Take Some Load off MySQL with MemCached

While the execution speed of your codebase can be a factor in the overall scalability of your application, more often than not, your database will become a bottleneck first. Modern web development environments can generally serve many page loads per second, and each of these pages will often make many requests to the database for fresh information. These pages may also be rendered by an easily expandable pool of web servers. While databases, including MySQL, are adequately designed to handle a significant number of queries, eventually, the load from all these requests can become too much to handle.

The Overworked Database

A web page may generate dozens of queries on each page load – user credentials, session information, system notifications, new messages, latest headlines, configuration information, and content areas may be loaded on every single page and displayed to the user or acted upon by the page logic. As this data is read by the rendering process, other web requests or background processes may be modifying the data in these tables by inserting new headlines, publishing new content areas, and creating sessions for other users.
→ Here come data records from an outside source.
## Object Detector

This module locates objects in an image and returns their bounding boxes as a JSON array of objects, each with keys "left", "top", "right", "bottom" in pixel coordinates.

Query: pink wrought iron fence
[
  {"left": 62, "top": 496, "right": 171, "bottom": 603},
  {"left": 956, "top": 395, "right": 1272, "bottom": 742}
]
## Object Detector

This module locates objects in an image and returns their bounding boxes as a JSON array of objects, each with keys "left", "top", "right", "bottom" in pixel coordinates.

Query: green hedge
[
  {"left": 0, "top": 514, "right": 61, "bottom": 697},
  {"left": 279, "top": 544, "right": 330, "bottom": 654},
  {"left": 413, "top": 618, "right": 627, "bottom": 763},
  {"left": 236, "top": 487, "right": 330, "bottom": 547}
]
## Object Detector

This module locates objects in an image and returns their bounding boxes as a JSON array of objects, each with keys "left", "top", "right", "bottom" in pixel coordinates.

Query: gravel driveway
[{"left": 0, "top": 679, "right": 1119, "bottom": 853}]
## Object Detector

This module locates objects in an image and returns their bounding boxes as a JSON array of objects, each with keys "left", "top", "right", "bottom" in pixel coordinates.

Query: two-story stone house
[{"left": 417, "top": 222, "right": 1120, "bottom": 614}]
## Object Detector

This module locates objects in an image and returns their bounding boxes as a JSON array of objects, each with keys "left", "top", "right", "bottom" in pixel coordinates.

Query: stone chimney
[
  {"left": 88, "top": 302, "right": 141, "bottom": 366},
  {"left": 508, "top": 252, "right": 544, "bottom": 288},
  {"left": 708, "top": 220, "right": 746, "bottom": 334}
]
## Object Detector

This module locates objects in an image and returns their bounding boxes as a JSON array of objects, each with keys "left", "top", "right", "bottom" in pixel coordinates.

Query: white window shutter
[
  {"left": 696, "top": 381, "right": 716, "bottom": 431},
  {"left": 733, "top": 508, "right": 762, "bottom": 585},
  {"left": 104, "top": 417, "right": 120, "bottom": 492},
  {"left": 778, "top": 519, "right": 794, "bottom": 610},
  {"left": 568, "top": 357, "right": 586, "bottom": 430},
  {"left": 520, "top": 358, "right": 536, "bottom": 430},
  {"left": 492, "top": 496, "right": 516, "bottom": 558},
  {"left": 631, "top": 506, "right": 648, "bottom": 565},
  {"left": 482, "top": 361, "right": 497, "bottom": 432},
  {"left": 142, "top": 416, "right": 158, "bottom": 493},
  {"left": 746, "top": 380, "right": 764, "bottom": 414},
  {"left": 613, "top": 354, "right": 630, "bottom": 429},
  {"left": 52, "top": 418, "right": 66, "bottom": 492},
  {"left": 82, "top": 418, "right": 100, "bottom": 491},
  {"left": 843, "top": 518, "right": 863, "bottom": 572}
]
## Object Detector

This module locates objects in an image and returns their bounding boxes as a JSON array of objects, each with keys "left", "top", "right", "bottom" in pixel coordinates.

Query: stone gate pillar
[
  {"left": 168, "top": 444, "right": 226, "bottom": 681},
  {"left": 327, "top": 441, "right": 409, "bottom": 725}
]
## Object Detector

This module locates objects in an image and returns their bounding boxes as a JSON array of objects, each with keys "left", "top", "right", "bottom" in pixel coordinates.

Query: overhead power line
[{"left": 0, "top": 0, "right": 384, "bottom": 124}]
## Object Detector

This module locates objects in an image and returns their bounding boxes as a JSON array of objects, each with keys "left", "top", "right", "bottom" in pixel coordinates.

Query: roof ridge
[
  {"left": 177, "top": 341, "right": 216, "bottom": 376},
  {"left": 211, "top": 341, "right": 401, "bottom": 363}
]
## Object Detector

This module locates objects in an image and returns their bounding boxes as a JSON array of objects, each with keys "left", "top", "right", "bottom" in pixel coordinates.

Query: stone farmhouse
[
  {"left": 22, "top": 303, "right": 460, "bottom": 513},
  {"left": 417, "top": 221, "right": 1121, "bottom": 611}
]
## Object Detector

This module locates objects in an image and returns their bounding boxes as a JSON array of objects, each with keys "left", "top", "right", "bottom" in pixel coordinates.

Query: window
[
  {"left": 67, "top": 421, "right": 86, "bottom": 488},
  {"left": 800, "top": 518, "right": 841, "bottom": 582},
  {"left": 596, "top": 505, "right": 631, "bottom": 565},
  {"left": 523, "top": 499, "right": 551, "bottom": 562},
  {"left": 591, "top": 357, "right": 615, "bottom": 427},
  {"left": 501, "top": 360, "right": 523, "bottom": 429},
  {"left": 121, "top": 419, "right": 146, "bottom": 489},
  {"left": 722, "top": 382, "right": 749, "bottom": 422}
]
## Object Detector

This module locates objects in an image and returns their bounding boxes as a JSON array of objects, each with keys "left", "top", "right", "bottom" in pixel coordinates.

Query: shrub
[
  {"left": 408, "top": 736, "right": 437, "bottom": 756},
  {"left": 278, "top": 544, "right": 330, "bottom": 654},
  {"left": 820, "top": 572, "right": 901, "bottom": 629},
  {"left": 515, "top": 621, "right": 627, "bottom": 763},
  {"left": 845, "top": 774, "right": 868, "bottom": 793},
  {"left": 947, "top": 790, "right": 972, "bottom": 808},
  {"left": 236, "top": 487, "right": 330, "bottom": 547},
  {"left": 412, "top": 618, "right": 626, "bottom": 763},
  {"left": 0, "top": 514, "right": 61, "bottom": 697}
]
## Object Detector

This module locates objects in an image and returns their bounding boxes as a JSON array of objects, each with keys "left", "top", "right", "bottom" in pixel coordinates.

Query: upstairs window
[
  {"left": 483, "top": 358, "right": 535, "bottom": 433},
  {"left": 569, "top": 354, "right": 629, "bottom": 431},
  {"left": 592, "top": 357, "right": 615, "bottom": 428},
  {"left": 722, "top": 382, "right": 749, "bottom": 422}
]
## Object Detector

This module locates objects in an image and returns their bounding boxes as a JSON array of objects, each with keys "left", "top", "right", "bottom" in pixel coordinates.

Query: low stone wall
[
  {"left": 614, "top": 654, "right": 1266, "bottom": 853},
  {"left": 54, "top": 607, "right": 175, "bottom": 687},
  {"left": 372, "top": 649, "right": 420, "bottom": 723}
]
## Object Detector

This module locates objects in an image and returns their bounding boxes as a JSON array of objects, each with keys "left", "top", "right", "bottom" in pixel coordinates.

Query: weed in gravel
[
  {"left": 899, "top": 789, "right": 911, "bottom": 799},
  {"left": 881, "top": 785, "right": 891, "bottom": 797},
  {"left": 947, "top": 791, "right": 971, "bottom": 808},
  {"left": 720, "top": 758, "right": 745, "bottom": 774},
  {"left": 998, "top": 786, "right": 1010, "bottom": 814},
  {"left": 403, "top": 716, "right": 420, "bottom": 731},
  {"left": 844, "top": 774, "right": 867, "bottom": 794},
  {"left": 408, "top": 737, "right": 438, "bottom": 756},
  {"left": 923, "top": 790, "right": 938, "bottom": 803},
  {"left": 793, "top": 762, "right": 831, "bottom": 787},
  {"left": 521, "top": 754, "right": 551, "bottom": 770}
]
Often, this contention between database reads and writes is where the bottlenecks occur. In order to maintain database integrity, protections are generally in place to prevent the same data from being read as it is written.
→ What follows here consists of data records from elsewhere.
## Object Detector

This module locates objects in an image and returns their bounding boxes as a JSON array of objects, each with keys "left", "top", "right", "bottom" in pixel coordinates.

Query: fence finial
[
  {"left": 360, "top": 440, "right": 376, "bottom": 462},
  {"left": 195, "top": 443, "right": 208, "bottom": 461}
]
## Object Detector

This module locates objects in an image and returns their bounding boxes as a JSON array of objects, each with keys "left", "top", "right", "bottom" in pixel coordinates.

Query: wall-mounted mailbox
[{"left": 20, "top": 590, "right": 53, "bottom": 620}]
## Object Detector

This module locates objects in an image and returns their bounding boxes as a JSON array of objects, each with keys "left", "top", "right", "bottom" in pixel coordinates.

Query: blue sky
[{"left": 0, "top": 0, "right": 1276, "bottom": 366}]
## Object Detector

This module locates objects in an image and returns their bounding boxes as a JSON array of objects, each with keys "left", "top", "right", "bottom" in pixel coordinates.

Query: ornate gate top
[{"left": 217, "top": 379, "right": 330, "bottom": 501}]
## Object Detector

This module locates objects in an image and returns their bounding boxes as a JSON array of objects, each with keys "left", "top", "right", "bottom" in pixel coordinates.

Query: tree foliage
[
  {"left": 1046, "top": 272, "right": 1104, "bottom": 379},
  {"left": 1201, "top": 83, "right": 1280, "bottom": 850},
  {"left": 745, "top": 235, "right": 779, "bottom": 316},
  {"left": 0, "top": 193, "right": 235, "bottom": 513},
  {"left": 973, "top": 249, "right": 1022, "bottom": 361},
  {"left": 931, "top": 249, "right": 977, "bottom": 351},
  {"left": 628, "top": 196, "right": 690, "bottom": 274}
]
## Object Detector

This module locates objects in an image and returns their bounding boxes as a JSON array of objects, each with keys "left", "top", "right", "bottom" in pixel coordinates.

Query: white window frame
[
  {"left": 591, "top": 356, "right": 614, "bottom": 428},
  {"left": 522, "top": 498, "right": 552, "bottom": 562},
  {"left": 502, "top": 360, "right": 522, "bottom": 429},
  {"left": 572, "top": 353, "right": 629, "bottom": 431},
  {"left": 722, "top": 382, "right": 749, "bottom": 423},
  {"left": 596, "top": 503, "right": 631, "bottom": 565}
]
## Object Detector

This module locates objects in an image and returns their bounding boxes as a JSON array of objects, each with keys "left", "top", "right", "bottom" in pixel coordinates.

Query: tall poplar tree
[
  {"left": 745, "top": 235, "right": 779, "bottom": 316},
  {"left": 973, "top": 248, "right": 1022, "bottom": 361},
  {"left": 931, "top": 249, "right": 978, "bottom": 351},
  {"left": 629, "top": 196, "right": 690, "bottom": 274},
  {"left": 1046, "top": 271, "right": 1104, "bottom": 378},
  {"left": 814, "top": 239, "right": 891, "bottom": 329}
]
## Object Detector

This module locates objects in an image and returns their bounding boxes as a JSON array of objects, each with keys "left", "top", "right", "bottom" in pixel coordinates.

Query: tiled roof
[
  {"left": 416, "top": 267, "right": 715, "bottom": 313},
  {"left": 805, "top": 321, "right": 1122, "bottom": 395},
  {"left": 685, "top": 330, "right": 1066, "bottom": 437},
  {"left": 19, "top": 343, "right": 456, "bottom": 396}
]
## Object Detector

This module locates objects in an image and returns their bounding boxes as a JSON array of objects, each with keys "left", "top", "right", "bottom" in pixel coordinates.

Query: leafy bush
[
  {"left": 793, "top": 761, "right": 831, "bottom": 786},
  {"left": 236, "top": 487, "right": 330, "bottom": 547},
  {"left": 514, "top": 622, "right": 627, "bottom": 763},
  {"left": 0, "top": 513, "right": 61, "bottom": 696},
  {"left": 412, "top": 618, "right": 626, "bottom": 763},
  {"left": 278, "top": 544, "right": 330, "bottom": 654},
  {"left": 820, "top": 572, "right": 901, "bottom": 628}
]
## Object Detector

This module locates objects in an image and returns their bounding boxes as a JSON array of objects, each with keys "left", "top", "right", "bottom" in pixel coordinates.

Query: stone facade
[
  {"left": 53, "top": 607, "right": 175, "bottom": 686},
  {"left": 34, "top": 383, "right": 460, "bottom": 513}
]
In a typical MySQL installation, this problem can become quite apparent because the default table format of MySQL requires that an entire database table be locked while data is being updated in any row. This can create a cascading effect when one process writes to an important table. Perhaps the sessions table is updated whenever a user logs in or logs out.  If so, every page load will then read from the sessions table to determine the authentication status of a given user (based on their cookies). Once you reach a tipping point, the minor pauses caused by the writes to the table can pile up like a traffic jam, slowing the entire site down simply because of writes to a single database table.

In a situation where you notice intermittent slowdowns of your site, you can attempt to troubleshoot the cause from the MySQL command line:

mysql> show processlist;

+—-+——+———–+——+———+——+——–+————–

——————————+

| Id | User | Host | db | Command | Time | State | Info

|

+—-+——+———–+——+———+——+——–+————–

| 1 | root | localhost | test | Query | 3 | Locked | select * from | 2 | root | localhost | test | Query | 6 | Locked | insert into ON

As you can see, you’ll get simple feedback if queries are waiting on a locked table by the State field. The Time field shows how many seconds the query has been running.
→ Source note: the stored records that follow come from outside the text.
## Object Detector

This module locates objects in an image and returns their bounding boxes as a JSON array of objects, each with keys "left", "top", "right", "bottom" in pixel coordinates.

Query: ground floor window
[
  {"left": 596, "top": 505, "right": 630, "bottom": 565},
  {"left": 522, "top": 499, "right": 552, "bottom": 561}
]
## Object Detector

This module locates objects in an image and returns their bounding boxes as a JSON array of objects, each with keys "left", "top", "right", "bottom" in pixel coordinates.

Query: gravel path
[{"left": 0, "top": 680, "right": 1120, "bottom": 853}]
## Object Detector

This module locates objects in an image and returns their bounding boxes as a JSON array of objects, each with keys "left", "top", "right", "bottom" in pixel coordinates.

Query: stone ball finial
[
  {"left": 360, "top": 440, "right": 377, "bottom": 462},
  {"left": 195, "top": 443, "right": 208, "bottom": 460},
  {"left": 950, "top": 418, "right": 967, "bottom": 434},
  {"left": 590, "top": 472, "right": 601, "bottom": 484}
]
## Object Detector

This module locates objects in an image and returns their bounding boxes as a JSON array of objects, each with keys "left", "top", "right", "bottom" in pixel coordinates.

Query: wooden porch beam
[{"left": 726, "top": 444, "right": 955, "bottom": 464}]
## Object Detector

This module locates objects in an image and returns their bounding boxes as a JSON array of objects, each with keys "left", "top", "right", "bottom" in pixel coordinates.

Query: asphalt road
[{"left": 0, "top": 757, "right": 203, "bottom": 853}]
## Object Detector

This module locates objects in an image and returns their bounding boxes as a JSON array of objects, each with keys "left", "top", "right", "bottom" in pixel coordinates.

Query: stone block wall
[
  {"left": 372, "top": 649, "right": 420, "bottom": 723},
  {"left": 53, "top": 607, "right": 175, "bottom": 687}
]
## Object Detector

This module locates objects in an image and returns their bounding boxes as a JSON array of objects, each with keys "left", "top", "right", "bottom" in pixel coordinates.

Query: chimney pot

{mospagebreak title=A Solution – Caching}

The bottleneck in many modern web sites is the database. This may seem like a daunting problem because database hardware can be expensive and rearchitecting the application with a different database structure can require a large time commitment. Luckily, most of the data presented on the internet is ideal for caching.

Let us consider our example set of queries from before: user credentials, session information, system notifications, new messages, latest headlines, configuration information, and content areas. Of those, latest headlines, configuration information, system notifications, and content areas are not likely to change very often or vary per user. Digging down further, we’ll consider news headlines specifically and build up a solution to dramatically reduce the database queries to this table.

For a typical website, news headlines will be generated with a query like this:

SELECT *

FROM news

WHERE category_id=21 AND status=1

ORDER BY publish_date DESC

LIMIT 5;

Each time this query is executed, MySQL will (assuming the query cache is not enabled, which is another issue) first parse the query, decide how to locate the data, read the table index, filter out rows by status or category_id, order the remaing rows, and return the first five. With proper indexes, this query may take a fraction of a second, but enough queries will eventually bog down the database. And 99% of the time, that query will return the same data it returned the last time.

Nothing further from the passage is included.